Diary

Sean Gullette,

       I wake up scowling. Ever since my narrow escape from the “content provider” business in 1996 when my magazine, KGB, folded, the world of New Media has evoked a vague nausea. Today I am scheduled to spend eight hours in the overlighted circus tent that is Silicon Alley.
       The Rising Tide Summit, organized by Gordon Gould and the staff of the Silicon Alley Reporter, is one of those $500, daylong, new technology thinking, outside the box convocations. Pi Producer Eric Watson and I are supposed to go together, but he has to stay On the Phone to L.A., so I head uptown on the C train. When I get there the second session is in progress, and I go upstairs to the Networking Lounge and watch it on closed-circuit TV. I will be the last speaker of the day.
       The first guy is some “let’s fiber optic wire the public schools” suit on the Lucent Technologies payroll who has eight young black girls onstage with him, apparently as visual aids. He points at them and says: “These are your future employees. These are your consumers. And they don’t know what the Internet is.” He calls their program “strategic philanthropy.”
       For contrast, we have a baby boomer pot head “Techno Realist” whose presentation mimics Dylan’s famous “Subterranean Homesick Blues” video, with an assistant dropping a series of big handwritten cards that say wacky shit such as “Under Ground Node” and “What Network?”
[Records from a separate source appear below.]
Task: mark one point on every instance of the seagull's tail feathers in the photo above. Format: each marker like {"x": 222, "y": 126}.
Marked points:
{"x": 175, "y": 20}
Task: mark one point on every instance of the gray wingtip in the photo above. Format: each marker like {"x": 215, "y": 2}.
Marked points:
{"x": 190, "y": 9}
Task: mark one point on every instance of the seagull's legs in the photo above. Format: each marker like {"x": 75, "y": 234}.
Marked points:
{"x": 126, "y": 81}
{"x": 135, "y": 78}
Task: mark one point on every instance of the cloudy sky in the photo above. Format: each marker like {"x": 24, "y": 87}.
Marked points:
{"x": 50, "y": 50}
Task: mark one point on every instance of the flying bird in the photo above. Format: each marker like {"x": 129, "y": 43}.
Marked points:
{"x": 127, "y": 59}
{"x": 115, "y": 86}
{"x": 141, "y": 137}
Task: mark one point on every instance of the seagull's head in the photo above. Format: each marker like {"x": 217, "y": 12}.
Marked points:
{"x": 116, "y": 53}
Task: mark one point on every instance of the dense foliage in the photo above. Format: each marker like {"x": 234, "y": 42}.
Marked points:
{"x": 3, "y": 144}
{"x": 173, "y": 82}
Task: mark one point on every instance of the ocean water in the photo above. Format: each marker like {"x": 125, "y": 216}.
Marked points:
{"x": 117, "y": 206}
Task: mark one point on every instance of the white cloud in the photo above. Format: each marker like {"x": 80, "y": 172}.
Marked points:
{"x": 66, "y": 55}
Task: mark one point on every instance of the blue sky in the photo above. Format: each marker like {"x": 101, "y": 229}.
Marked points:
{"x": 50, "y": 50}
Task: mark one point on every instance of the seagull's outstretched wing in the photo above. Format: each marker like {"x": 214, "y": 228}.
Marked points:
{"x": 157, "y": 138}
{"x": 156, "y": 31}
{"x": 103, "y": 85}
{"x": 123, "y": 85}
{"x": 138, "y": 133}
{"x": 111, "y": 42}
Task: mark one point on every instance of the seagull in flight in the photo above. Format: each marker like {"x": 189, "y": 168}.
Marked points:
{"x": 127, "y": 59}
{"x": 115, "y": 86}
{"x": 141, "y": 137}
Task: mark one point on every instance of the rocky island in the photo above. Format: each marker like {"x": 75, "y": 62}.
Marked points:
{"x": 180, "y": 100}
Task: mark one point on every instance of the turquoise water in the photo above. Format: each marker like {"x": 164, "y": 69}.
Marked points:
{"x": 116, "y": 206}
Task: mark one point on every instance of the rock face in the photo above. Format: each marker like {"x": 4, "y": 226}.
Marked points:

       There is a break for sushi and espresso. We schmooze. After years of editing and publishing KGB, a pop culture magazine in New York City, I see a lot of familiar faces. This is a core audience for Pi, and many of them have seen it. I enjoy some moments of celebrity.
       After the break is the guy I came to see: Noel Godin, the avuncular, chubby Frenchman who, since 1969, has chaired a seriocomic guerrilla group that throws pies at celebrities, artists, and political figures they believe are dégoûtant or nincompoops. They got Bill Gates in Belgium recently with an attack team of 30 people. Godin gesticulates, makes that “Hein?” face, and sticks close to his stage-Gallic propaganDa-Da script, even when Douglas Rushkoff asks him whether he knew Gates (“le maître du monde, le pire“) was on a PR campaign to “humanize” himself in the public eye at the time they pie’d him, and that many Americans speculated that Godin and company were on the MicroSatan payroll. Godin is annoying but sort of cool anyway.
       In the midst of this circus appears Clea Koff, an intense young forensic pathologist who exhumes mass graves in Rwanda and will present sophisticated digital renderings of the sites, and victim databases, to prosecutors in the upcoming war crimes tribunal. A dead serious electronic act of witness; it’s more than this crowd of profit-driven wonks, entrepreneurs, and rich guys can process.
       The show must go on. A biologist explains the human genome project, and reliably hip postmodernist-to-the-digerati Doug Rushkoff says persuasively that futurists suck. Robert Thurman–Buddhist, pal of H.H. the D.L., dad of Uma–no-shows.
       A businessman comes up so boring that he exerts a kind of dull fascination. Some time after, I’m on deck. I look for Eric, but he’s nowhere in sight. A guy who builds deep simulation models of consumer behavior in retail environments wraps up.
       I walk up onstage and bomb a pie/Pi joke. I look around. The circus audience stares back at me with sullen, heavy-lidded, dangerous eyes. They are 404’d, OD’d on data smog, their disk caches are full, they’re short-attention-spanned. This is a delicate moment, like being surrounded by wolves. In a steady voice, I begin to talk about 10 years of hating the masturbatory, greedy false promises of “a new media revolution” and being bored by the stupid shopping mall the Internet has become; I challenge them all to stop and think and do something with their respective technologies beyond bequeathing their children another J.G. Ballard “marriage of reason and nightmare” like Nuclear Power, the Automobile, and Television have done; I warn them that their Rising Tide will lift some and drown others; I rant; I’m, like, an asshole. And of course, they love it.